Kevin87 profile image
Kevin87 in reply to LadyZen

Writing everything down helps so much, I can see why you would choose this. I’m trying to journal more as well..

LadyZen profile image
LadyZen in reply to Kevin87

It's a technique I learned in therapy. After awhile, I can do it mentally without a physical list, but when I relapse, I go back to making my list. There's just something so relieving about closing the list and putting it away. I have a separate list for home repairs and boy do I like closing the list on that one. 😁 There's a lot in that one, but the only one I think about is "repair master tub".

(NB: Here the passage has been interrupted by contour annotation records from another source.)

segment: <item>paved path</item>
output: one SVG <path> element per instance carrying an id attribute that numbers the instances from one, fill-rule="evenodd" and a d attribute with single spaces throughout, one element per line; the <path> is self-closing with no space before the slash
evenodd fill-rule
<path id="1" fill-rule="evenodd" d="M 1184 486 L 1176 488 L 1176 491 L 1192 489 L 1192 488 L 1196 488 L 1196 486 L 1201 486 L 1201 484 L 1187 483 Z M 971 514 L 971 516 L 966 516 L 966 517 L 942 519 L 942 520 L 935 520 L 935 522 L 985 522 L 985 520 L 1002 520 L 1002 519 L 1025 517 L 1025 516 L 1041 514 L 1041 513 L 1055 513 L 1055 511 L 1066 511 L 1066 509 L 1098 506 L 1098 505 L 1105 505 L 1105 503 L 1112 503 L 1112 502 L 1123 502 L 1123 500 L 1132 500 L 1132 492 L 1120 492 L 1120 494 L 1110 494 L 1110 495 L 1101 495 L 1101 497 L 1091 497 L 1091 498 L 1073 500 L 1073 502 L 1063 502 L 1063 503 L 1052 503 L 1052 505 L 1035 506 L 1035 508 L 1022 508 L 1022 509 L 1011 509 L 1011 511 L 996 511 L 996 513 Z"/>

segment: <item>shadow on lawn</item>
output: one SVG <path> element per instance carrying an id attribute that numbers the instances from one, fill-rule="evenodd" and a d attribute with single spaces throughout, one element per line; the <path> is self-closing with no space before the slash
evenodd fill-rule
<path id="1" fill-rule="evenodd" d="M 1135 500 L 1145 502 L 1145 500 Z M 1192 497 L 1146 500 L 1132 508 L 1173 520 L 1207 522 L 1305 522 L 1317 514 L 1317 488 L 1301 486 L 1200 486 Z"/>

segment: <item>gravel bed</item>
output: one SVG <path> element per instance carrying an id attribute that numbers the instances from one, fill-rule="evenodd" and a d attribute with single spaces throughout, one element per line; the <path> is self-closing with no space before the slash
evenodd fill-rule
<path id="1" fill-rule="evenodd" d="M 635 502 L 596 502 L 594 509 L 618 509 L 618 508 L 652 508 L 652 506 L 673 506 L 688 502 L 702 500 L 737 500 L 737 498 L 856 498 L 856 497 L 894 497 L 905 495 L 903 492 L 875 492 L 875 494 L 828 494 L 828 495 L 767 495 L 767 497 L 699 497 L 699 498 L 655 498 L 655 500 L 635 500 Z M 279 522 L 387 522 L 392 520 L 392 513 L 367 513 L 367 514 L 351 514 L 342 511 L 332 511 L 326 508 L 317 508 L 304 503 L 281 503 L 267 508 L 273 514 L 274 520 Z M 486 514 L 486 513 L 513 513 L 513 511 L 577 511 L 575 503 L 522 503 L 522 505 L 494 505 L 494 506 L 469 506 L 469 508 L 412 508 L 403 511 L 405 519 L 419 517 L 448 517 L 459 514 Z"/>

I just take one thing at a time. In the morning I have to do so much with my child and then get to work and then get ready to assist in surgeries. It's all overwhelming. I wake up in a panic most days but then I clear my head and think of cooking breakfast for my child first and then go on to the next task. Before I know it, I'm at work and then again, one step at a time. By the end of the day, I've tackled so much but a small bit at a time. I also go over in my head what the good things in my life are instead of stressing about the big problems. It can always be worse and at least I have this or that. Then I go to the forum. Also I pray at night and go over the good things in my life again. I also read positive quotes daily to remind me of the little things. It's a process but, fake it until you make it really does do wonders for your mind. It's perception that is reality and we can change our perception.

It's hard to control the emotions at times. Especially when I go to work and my morning would start very stressful already. My day already destroyed and will turn bad until I fall asleep at night and start over again in the morning.

I am trying to control the thoughts, the OCD feeling is hard to control for me. I want something I want to do asap. It's hard to be patient about it.

I tried to deviate my thoughts into my hobbies. Keeps my mind busy. Keeps me excited to wake up everyday.

I try to forget about work especially on weekends. Cause it's so stressful already.